El abogado de La Barbie
Política cero
Jairo Calixto Albarrán
En este momento hay dos preocupaciones que están por encima del incierto, caótico y apocalíptico destino de la patria: descifrar la enigmática sonrisa de La Barbie —quien en su presentación en sociedad no paró de mostrar ese gesto a momentos sardónico, a momentos histriónico—, y descubrir qué diablos hacer con tamaño personaje, cuya leyenda negra lo precede.
Al recordar el desfile de los malos de Malolandia, placeados en prime time, no tengo presente alguno que se haya apersonado con esa actitud que iba más allá del reto y la amenaza. El Caletri o El Mochaorejas, o cualquiera de los incontables capos que han sido exhibidos, había pertubadoras manifestaciones de maldad —Caletri apareció siniestro y canalla, pero luego de la calentadita de rigor fue todo humildad—, pero en Édgar Valdez lo que se encuentra es algo más profundo que sólo puedo comparar con el rostro de Malcom McDowell en Naranja mecánica, después del método Ludovico.

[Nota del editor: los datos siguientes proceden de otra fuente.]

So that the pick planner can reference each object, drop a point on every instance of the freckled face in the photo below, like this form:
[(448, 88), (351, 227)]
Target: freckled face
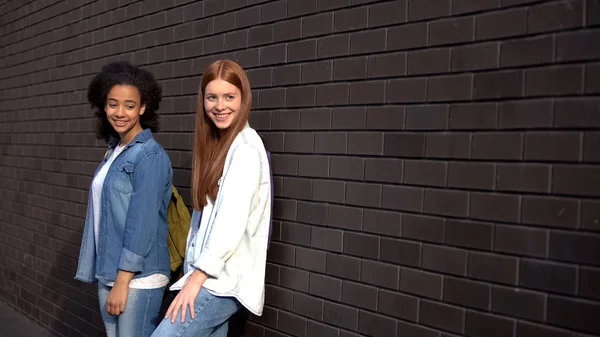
[(222, 101), (123, 110)]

Una sonrisa cruda que revela hartazgo y menosprecio, que habla de autocomplacencia y superioridad, cinismo y humor negro, rencor e hiperviolencia, pero sobre todo revela una idea inquietante y perturbadora: “Vamos ganando, aunque no lo parezca”. Claro que también esa risa podría interpretarse a la manera de un “No saben lo que se les espera” o “Lo bailado nadie me lo quita”. Todo junto en los mismo labios que, por indescifrables, son del mismo género que los de La Gioconda.
Hay quienes han querido comparar esta alucinante sonrisa de La Barbie con la de La Reina del Pacífico, pero no, la que provenía de tan distinguida dama era otra cosa más posada, más para distinguirse del resto de las reclusas que por idiosincrasia criminal. Ella buscaba su mejor ángulo para la posteridad, dejando algo de glamour y misterio en su estilizada efigie y endulzar así la telenovela ruda de su vida.

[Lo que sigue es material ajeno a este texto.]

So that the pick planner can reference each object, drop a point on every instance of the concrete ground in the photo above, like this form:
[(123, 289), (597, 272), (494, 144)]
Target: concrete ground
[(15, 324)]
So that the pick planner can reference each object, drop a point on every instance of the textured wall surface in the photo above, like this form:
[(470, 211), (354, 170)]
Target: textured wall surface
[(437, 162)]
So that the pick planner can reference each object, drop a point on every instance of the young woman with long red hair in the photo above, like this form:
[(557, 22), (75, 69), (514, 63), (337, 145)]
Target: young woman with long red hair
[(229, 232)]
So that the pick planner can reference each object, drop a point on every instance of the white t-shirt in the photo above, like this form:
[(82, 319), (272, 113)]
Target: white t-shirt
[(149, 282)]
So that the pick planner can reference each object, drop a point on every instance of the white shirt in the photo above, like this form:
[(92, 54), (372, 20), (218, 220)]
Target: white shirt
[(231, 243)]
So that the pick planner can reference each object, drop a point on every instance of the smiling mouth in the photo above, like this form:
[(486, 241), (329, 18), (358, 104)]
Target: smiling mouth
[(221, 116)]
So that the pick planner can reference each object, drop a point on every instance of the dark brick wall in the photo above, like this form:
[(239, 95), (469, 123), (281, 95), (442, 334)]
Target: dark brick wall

La Barbie es de la estirpe de Ray Liotta en Buenos muchachos, el chico que siempre quiso ser gánster y que evoca con esa misma sonrisa sardónica su calidad de depredador dominante.
Lo más seguro es que el jefe de sicarios de los Beltrán Leyva sea envidado a EU. Su figura es tan incómoda y proclive al sospechosismo —aquí siempre creeríamos que se daría vida de pachá en la cárcel, que desde ahí tendría control remoto de la muerte que tiene permiso— como para no mandarlo a las antípodas cuando menos más cercanas.
Lo que supera toda fantasía es que La Barbie tiene ya contratado un abogado en Estados Unidos que se llama Kent A. Schaffer.